A particularly dangerous type of attack leverages legitimate credentials. These can be stolen through man-in-the-middle and phishing attacks, which trick users into connecting to a compromised system and then captures their token or API key. In certain instances, crooked insiders or compromised partners may provide credentials that allow hackers much deeper access to applications and data made available via APIs. Since attackers with compromised credentials look like valid clients, API management systems have no way to recognize when a compromised user is accessing applications via the APIs.
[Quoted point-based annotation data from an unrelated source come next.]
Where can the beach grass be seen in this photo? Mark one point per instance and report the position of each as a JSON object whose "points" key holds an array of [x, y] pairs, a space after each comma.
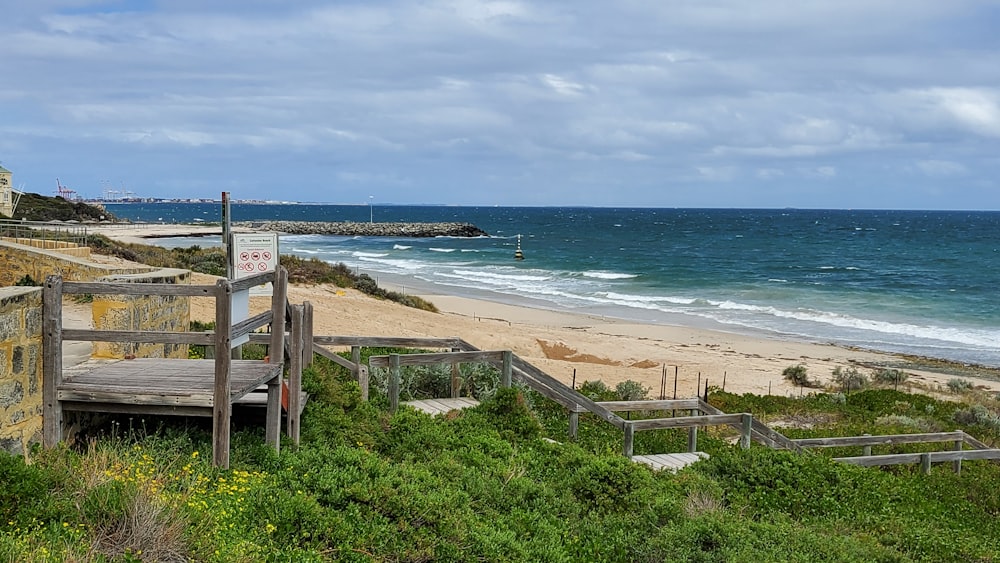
{"points": [[367, 485]]}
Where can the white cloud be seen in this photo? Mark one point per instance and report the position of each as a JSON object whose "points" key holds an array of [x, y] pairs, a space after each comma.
{"points": [[578, 94], [941, 167]]}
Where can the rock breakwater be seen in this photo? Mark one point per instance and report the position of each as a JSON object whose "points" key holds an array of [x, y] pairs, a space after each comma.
{"points": [[345, 228]]}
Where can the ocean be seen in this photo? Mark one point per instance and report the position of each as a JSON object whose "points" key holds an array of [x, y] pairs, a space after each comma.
{"points": [[914, 282]]}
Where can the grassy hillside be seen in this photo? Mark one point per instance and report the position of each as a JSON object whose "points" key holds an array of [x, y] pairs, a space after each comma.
{"points": [[35, 207], [482, 485], [213, 261]]}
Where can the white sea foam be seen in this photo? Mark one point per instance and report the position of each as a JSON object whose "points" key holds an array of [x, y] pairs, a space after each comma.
{"points": [[493, 274], [968, 337], [608, 275]]}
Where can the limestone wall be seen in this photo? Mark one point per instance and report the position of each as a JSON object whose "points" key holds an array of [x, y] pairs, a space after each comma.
{"points": [[20, 367], [143, 312], [21, 327], [18, 260]]}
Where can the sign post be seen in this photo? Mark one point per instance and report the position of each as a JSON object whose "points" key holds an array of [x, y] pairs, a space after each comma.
{"points": [[254, 253]]}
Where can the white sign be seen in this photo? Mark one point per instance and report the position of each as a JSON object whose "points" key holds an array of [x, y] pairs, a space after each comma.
{"points": [[252, 254]]}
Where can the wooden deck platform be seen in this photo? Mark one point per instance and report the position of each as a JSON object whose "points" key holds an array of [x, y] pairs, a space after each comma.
{"points": [[442, 406], [670, 462], [156, 386]]}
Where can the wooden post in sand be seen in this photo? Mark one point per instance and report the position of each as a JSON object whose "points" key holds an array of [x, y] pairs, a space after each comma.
{"points": [[456, 377], [393, 382]]}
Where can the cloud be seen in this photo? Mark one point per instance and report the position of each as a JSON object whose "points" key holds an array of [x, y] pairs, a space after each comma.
{"points": [[549, 99]]}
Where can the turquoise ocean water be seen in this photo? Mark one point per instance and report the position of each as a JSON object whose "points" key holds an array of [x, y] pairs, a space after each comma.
{"points": [[919, 282]]}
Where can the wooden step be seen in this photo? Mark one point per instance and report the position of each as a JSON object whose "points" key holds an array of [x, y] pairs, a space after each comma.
{"points": [[670, 462], [442, 406]]}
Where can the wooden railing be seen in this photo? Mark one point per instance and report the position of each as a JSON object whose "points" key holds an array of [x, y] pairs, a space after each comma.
{"points": [[500, 359], [700, 413], [958, 439], [225, 333]]}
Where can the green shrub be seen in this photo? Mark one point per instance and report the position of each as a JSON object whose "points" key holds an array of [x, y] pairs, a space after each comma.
{"points": [[508, 411], [891, 376], [610, 483], [849, 379], [958, 385], [797, 374], [978, 414], [598, 391], [629, 390]]}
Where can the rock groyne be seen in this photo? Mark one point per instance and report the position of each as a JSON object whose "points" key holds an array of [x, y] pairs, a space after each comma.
{"points": [[345, 228]]}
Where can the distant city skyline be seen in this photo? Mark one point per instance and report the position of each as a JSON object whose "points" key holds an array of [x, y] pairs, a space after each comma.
{"points": [[886, 104]]}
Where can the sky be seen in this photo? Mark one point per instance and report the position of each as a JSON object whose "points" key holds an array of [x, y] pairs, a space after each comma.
{"points": [[657, 103]]}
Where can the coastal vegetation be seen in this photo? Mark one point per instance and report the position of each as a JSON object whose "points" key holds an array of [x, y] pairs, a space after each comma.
{"points": [[212, 261], [36, 207], [500, 482]]}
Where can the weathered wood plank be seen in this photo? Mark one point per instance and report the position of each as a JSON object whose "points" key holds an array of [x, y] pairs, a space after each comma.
{"points": [[386, 342], [687, 421], [442, 406], [295, 372], [121, 288], [246, 283], [650, 405], [123, 408], [670, 462], [307, 334], [246, 326], [836, 442], [935, 457], [87, 335], [335, 358], [51, 360], [221, 407], [435, 358], [758, 431], [279, 298]]}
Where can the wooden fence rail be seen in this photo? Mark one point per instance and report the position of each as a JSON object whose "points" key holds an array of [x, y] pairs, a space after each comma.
{"points": [[169, 386], [395, 362]]}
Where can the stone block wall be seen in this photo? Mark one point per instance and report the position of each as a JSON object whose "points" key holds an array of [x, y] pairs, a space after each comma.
{"points": [[143, 312], [20, 367]]}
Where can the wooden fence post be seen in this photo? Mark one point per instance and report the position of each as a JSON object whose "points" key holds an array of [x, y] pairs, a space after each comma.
{"points": [[692, 436], [508, 360], [356, 360], [307, 333], [51, 361], [745, 435], [957, 464], [456, 378], [222, 406], [629, 440], [394, 377], [574, 424], [296, 355], [363, 381]]}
Getting API security in order
Increasing the security posture of an organization’s APIs can be pursued in several ways, starting with a few pragmatic first steps. Start with an API audit that includes external and internal facing APIs, including those in production and those in labs. Lab or pre-production APIs have been the root cause behind a wide range of security breaches, often because they are forgotten by developers after production deployment and security teams are often never made aware of their presence. All APIs must be identified before they can be protected and secured in a standard fashion.
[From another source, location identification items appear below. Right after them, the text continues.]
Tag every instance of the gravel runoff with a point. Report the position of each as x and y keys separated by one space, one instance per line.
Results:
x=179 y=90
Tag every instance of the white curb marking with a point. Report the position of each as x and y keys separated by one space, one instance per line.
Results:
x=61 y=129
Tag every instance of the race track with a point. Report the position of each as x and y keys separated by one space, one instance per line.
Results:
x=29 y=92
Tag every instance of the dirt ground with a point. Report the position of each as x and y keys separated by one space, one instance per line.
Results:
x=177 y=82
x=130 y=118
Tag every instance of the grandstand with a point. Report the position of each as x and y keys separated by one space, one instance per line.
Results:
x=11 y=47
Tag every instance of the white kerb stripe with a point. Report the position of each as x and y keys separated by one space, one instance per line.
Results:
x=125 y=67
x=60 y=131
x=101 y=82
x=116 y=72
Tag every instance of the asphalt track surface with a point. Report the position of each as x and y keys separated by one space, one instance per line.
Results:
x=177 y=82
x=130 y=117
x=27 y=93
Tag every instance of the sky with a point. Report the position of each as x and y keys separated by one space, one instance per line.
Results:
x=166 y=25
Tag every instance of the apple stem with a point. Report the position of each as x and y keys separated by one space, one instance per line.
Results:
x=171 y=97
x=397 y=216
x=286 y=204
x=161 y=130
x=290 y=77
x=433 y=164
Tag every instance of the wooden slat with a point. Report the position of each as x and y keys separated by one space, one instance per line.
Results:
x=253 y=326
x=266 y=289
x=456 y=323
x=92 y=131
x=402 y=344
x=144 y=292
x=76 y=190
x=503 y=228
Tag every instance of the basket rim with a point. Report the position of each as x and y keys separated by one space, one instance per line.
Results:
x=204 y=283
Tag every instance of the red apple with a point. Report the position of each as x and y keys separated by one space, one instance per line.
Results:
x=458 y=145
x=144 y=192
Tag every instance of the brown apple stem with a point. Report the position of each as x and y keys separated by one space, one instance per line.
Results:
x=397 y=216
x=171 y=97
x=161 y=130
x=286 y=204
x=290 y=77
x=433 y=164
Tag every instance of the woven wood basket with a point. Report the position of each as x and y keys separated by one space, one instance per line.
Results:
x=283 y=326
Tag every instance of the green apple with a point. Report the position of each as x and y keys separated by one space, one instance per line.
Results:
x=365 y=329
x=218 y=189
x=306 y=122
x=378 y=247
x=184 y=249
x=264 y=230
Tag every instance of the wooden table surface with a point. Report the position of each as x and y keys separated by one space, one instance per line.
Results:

Next, it’s time to address the easy-to-remedy attack vectors like weak authentication, session management and security misconfigurations. Penetration testing is also worthwhile, and API developers should be involved in penetration testing efforts so they’ll be aware of potential weak spots and vulnerabilities to address in the future.
Implementing secure authentication and authorization controls to ensure that only legitimate users can gain access to APIs is a requirement for API security. API keys used for authentication should have the same level of protection as usernames and passwords. API keys should not be hard-coded in source code repositories—just as usernames and passwords shouldn’t be.
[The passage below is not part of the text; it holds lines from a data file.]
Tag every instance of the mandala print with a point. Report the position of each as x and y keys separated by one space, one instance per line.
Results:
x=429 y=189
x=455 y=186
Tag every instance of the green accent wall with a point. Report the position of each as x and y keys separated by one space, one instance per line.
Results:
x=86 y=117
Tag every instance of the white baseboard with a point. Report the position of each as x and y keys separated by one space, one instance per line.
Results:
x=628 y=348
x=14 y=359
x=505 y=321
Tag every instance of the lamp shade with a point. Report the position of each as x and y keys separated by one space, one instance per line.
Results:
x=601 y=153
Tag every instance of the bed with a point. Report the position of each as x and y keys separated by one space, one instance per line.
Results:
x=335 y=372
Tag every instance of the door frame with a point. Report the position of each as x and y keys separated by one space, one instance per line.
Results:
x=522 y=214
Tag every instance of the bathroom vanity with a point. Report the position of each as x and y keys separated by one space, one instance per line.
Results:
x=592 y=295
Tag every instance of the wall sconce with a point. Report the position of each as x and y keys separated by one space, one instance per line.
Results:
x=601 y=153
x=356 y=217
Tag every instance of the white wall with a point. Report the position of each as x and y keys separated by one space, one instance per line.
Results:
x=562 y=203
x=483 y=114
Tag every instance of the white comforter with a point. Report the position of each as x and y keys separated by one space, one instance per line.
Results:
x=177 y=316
Best practice suggests that API keys should be rotated periodically or in some cases, a service can force clients to regenerate API keys in similar ways that periodically mandated password resets for users can defeat compromised credentials. Other basic security controls including applying SSL/TLS to all communications to provide integrity on all data exchanged between a client and a server, including important access tokens such as those used in OAuth.
After audit, vulnerability assessment and testing, an organization will have a solid understanding of their current level of security and potential gaps.
Taking API security to the next level
Unfortunately, securing keys, tokens and communication channels is not enough as the prevalence of stolen credentials and successful login attacks remains high. Increasingly, organizations are applying advanced cyber security techniques to the API layer such as behavioral analysis for anomaly detection and blocking. These systems work in tandem with API usage policies provided by API gateways to benchmark normal behavior and spot anomalies that could indicate unauthorized access, a cyber-attack against the API or an ongoing breach.
These systems typically use machine learning to automatically sift through large volumes of transactions along with associated meta-data such as connecting IP addresses, frequency of calls, volumes of data and types of calls. They offer a way of securing APIs that may have thousands or even millions of requests a day—where human monitoring is unfeasible.
APIs are constantly changing as are the applications that rely upon them. This means that security for APIs is a continual and ongoing challenge that cannot be solved once and never visited again. The steps for securing APIs need to be revisited regularly and particularly when there are major updates to API deployment practices.
As more organizations start to weave a complex web of API dependencies, a failure of security with a single API may well result in a cascading effect of business disruption and potentially breaches of connected systems.